Female Military Divorce Rates Continue Decline


The divorce rate among female active-duty military members continued a downward trend in 2013, while the rate among active-duty males stayed the same at 2.9 percent, according to Pentagon statistics released to Military.com on Monday.

Since reaching a high of 8 percent in 2011, the female divorce rate has gone down -- hitting 7.9 percent last year and 7.2 percent this year. Female military members consistently have a much higher rate of divorce than their male counterparts across all services. The rate among males -- 2.9 percent in 2013 -- has fluctuated slightly up and down since 2005, a change that analysts consider insignificant.

Military divorce researchers and experts see the drop among women as a continuing sign that rates may be on a long-term decline.

"Over the last three years we're seeing a gradual but steady decline in divorce rates for women, and that's really interesting," said Benjamin Karney a researcher with the RAND Corp. who has studied military divorce. "Men are, on the whole, pretty stable. But for women in multiple branches there seems to be, over the last couple of years, a decline in their divorce rate, and that's interesting."

The overall average divorce rate across all services and genders fell from 3.5 percent in 2012 to 3.4 percent in 2013. Karney, however, warned that looking only at the overall average can be deceiving because it hides the drop among females by combining those numbers with the relatively stable rate among males.

Between 2012 and 2013 in the Army, Marine Corps and Air Force, the overall average rate went down slightly among both men and women, enlisted and officer. In the Navy, the overall rate remained the same at 3.5 percent.

"The health and well-being of servicemembers and their families is a priority. Strong relationships are important to our readiness," said Navy Lt. Cmdr. Nate Christensen, a DoD spokesman.

The military divorce rate is measured by comparing the number of married military members at the beginning to the end of the fiscal year while taking into account attrition, new recruits and new marriages.

The most drastic change occurred among Marine Corps enlisted women who have long held the record for highest divorce rate. In 2013, their rate fell to a recent low of 7.4 percent, or 348 divorces out of the 4,730 married enlisted female Marines, from a high of 10.4 percent, or 502 divorces out of 4,823 marriages, in 2010.

Marine Corps and Family Programs officials said they have multiple programs such as Marine Corps Family Team Building aimed, at least in part, at strengthening marriages.

"The Marine Corps has remained committed to providing Marines and their families with a comprehensive and effective support system, as readiness on the home-front ensures mission readiness," Heather Hagan, a Marine and Family Programs Division spokesperson said in a statement. "The Marine Corps is committed to the Marine and their family during their entire lifecycle through separation or retirement and beyond."

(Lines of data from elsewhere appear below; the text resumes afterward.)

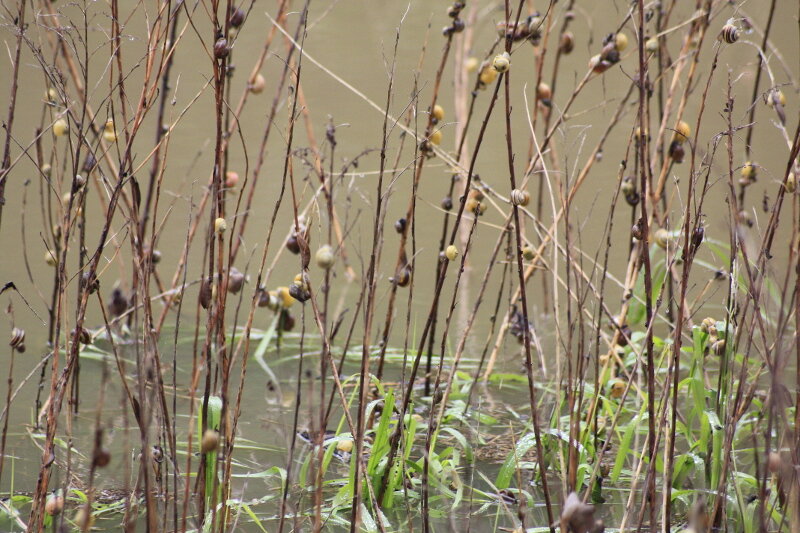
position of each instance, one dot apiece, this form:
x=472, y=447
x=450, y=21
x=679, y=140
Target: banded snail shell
x=729, y=33
x=17, y=338
x=520, y=197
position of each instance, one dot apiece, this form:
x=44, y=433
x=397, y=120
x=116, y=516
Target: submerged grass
x=203, y=371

But Karney said the reason for the decline may have less to do with military marriage programs and more to do with the drawdown. Past research has shown that the marriages of female servicemembers are at a higher risk for divorce as a result of deployment than those of males, Karney said. A steady reduction in deployments could translate in a steady decline of the female servicemember divorce rate, he said. 

"There's a significant drawdown and there's some evidence that deployments hurt women's marriages more than men's," Karney said. "If that was true, you would see a drawdown effect on women's marriages earlier than you would see that on men." 

Military marriage support experts see getting the overall rate to drop even further as a matter of research and prevention. Beth Allen is an associate professor who helped develop the Army's Strong Bonds marriage support program known as PREP.

"There's been a lot of talk about the stress that military families have been experiencing through these operations, and how resilient they are," she said. "But what we still need to learn more about is how couples are doing post deployment, and how they are facing various challenges and changes in their relationship. Then we could evaluate which approaches really serve to keep couples strong over time and which approaches predict divorce."

Allen is currently looking for military couples to participate in a compensated study to help answer those questions.

"What we are finding, with very strong research methods, is that couples assigned to PREP for Strong Bonds have a lower divorce rate. So we know the program can help," she said. "At the same time, we can do more. We are hoping that Army couples will take our survey and tell us, for them, how things are going and what they are doing. This kind of research can really help us improve the interventions by being able to guide participants through what works, and what doesn't work, for other military couples so they can consider it for themselves." 

The civilian divorce rate stands at about 3.6 percent as of 2011, according to the most recent data. Military and civilian divorce rates cannot be accurately compared because of differences in tracking methodology.

While the divorce rate in the military is based on personnel data used to distribute benefits, the civilian rate is calculated on a per-1,000 person basis by the Centers for Disease Control and Prevention. The CDC's calculation, however, only accounts for 44 states and the District of Columbia because several states, including California, do not track or report their rates.